Selanjutnya temuan hazard di stasiun perakitan, ketika diamati adanya genangan air karena
atap bocor, yang mana hal ini dapat mengakibatkan operator terpeleset atau terjatuh. Tingkat
keparahan yang dihasilkan dari kejadian ini memiliki bobot sebesar 3 (moderate) yang artinya
dapat menimbulkan cidera sedang dan perlu penanganan medis serta kerugian finansial yang
besar. Kemudian, tingkat peluang terjadinya kecelakaan kerja ini mendapatkan bobot B (likely)
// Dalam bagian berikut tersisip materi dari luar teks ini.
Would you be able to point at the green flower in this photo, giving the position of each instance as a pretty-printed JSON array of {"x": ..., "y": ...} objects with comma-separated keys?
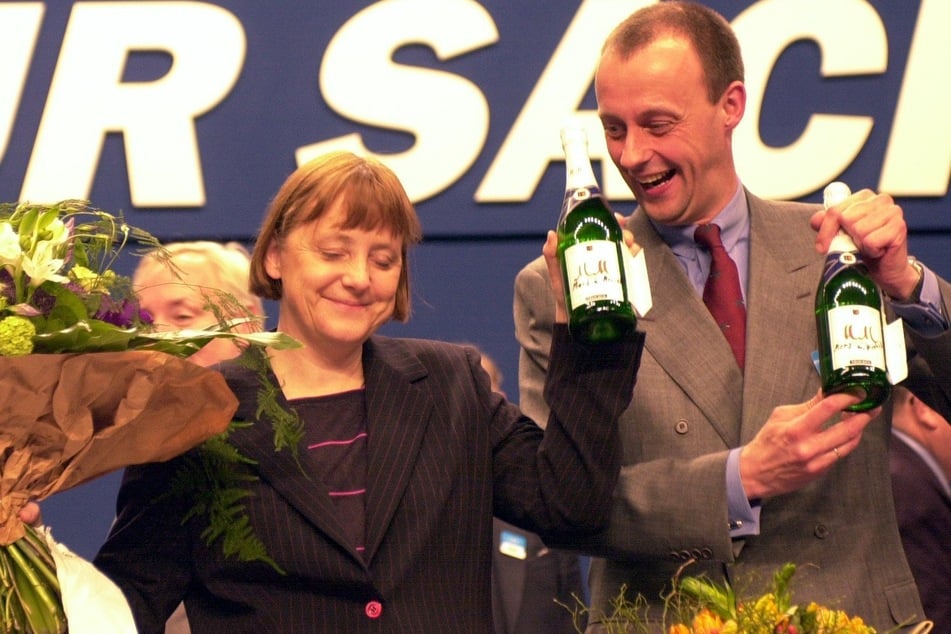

yang artinya terjadi setiap hari. Lalu, untuk indeks resiko bahayanya mendapatkan bobot 3B dan
kategori penilaian resikonya yaitu H, yang artinya potensi dari kecelakaan kerja ini termasuk
prioritas tinggi atau kategori resiko yang tidak diinginkan, sehingga perlu perhatian khusus dari
pihak manajemen.
Selanjutnya temuan hazard di stasiun pengukuran dan pemolaan, setelah diamati terdapat
ujung meja kerja yang lancip, hal ini bisa mengakibatkan operator dapat teluka oleh meja kerja
yang lancip. Tingkat keparahan yang dihasilkan dari kejadian ini memiliki bobot sebesar 2
(minor) yang artinya cidera ringan dan kerugian finansial sedikit. Kemudian, tingkat peluang
terjadinya kecelakaan kerja ini mendapatkan bobot B (likely) yang artinya terjadi setiap hari.
Lalu, untuk indeks resiko bahayanya mendapatkan bobot 2B dan kategori penilaian resikonya
yaitu H, yang artinya potensi dari kecelakaan kerja ini termasuk prioritas tinggi atau kategori
resiko yang tidak diinginkan, sehingga perlu perhatian khusus dari pihak manajemen.
Dengan demikian, guna mencegah atau mengurangi resiko terjadinya kecelakaan kerja
seperti yang ada di atas, diperlukannya pemahaman mengenai K3 (Kesehatan dan keselamatan
kerja) bagi semua pekerja, disiplin dalam mematuhi aturan SOP dan memakai alat pelindung diri
yang lengkap ketika ingin melakukan suatu pekerjaan. Selain itu juga, diperlukannya suasana
bekerja yang aman, sehat, dan nyaman agar tercapainya suatu tujuan, dimana kesehatan dan
keselamatan kerja sangat penting untuk dilaksanakan pada semua bidang pekerjaan. Semakin
besar pengetahuan karyawan akan K3 maka semakin kecil terjadinya resiko kecelakaan kerja,
demikian sebaliknya semakin minimnya pengetahuan karyawan akan K3 maka semakin besar
resiko terjadinya kecelakaan kerja (Waruwu, 2016).